Если напасть находит и сама по себе является деянием, то пакость — результат подобного деяния. Слово само по себе новое, прежде восточные славяне предпочитали говорить, по-видимому, о проказе. В 945 г., в договоре князя Игоря с греками, встречаются оба эти слова — книжное и народное: коли «воюють въ странѣ Корсуньстѣи, и велимъ князю русскому да ихъ не почаеть (не ожидает) в пакость странѣ его; ци аще ключится проказа никака от грекъ, сущихъ подъ властью царства нашего, да не имать власти казнити я, но повелѣньемъ царства нашего» (Лавр. лет., 13), т. е. если крымские греки совершат проказу русским — русский князь не казнит их, ибо это все же не пакость, а отдаст византийскому императору на суд и расправу. Пакость, как можно понять, намеренный вред, а проказа — хитрость и вред, но совершенные, может быть, и случайно. Пакостник и проказник еще и в современном сознании различаются тем же признаком: намеренность или ненамеренность действий. Древнему славянину намеренность хитрости казалась исключительным свойством, но новые феодальные отношения рождали потребность в слове, которое выражало бы вредоносность подобной хитрости, ее злобную преднамеренность.

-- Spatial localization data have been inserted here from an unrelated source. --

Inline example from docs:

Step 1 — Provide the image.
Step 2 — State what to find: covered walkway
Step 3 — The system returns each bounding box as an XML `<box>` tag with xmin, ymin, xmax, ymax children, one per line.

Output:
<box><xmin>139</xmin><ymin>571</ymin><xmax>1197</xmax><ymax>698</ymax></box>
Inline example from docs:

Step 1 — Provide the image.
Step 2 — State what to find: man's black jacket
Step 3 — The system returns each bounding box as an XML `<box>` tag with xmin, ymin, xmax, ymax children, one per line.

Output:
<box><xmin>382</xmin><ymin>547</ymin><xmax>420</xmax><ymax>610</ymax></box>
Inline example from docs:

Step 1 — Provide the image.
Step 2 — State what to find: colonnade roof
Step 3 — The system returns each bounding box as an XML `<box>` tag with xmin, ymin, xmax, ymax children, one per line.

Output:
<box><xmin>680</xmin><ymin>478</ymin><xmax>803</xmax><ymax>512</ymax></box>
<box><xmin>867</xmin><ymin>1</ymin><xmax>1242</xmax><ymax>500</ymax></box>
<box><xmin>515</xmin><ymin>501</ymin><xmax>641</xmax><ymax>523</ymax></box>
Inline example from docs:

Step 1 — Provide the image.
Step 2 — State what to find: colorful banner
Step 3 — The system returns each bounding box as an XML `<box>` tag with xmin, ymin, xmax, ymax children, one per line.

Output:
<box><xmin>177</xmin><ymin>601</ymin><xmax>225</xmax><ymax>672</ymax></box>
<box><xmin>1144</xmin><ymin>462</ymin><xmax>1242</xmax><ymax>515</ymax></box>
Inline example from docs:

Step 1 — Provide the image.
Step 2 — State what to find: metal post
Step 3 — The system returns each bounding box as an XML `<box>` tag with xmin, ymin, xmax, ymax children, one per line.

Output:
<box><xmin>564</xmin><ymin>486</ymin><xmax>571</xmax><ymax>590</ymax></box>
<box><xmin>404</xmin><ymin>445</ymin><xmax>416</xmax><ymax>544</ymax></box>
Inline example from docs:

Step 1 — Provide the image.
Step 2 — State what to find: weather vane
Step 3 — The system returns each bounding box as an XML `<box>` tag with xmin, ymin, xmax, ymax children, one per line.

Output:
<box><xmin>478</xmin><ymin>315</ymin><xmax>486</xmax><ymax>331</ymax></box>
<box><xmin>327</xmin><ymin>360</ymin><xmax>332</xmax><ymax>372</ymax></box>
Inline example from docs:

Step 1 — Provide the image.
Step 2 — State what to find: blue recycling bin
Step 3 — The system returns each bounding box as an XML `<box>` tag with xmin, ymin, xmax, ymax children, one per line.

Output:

Однако пакость еще и обида (’αδικία) — ‘насилие, несправедливость, урон’ (Михайлов, 1912, с. 130); пакостить — обижать, наносить вред. «Всякое чресъ мѣру пакостьно» (Пчела, 140), потому что «бѣ имъ въ томъ пакость» (Ипат. лет., 326). Последовательно по всему переводу «Пандектов» русскому слову пакость в болгарской редакции соответствует слово врѣдъ, ср. «пакы треми винами всяческую пакость в тщету души приносить» (Пандекты, 103) — врѣдъ. Здесь пакость также принимают или творят, т. е. сама по себе пакость в представлении о ней пока амбивалентна: в отношениях между людьми она стоит как бы между ними, образно выражая сущность их отношений, воплощая представления о возможном вреде со стороны другого. Однако в болгарском варианте этому всегда соответствуют врѣдится или врѣдъ творитъ, а «собѣ сотвориша пакость» — повредиши. Когда ты богохульствуешь, «не оному пакоствуешь, но собѣ. Разумъ явление пакостьное» (там же, 160б) — и снова поправляет болгарский редактор: вредное. И наоборот, каждый раз, когда следует употребить слово вред, русский переводчик предпочитает ему пакость; в афоризмах «Пчелы»: от оскомины — пакость зубам, игумен Даниил говорит о воде, которая не делает пакости чреву; пускаясь в путь, он же отмечает, что «проидохомъ мѣста та страшная съ вои царскими без страха и безъ пакости» (Иг. Даниил, 93) — без всякого вреда и ущерба в сопровождении воинов короля — крестоносцев прошли места разбойные, ибо только с большой дружиной «могохомъ пройти бес пакости мѣсто то страшное» (69). Противоположность русского пакость болгарскому врѣдъ не случайна, потому что в тех случаях, когда и русский переводчик говорит о вреде, для него это просто рана (веред), вредити и проч. В болгарском им соответствуют гной, язва, бранити и др.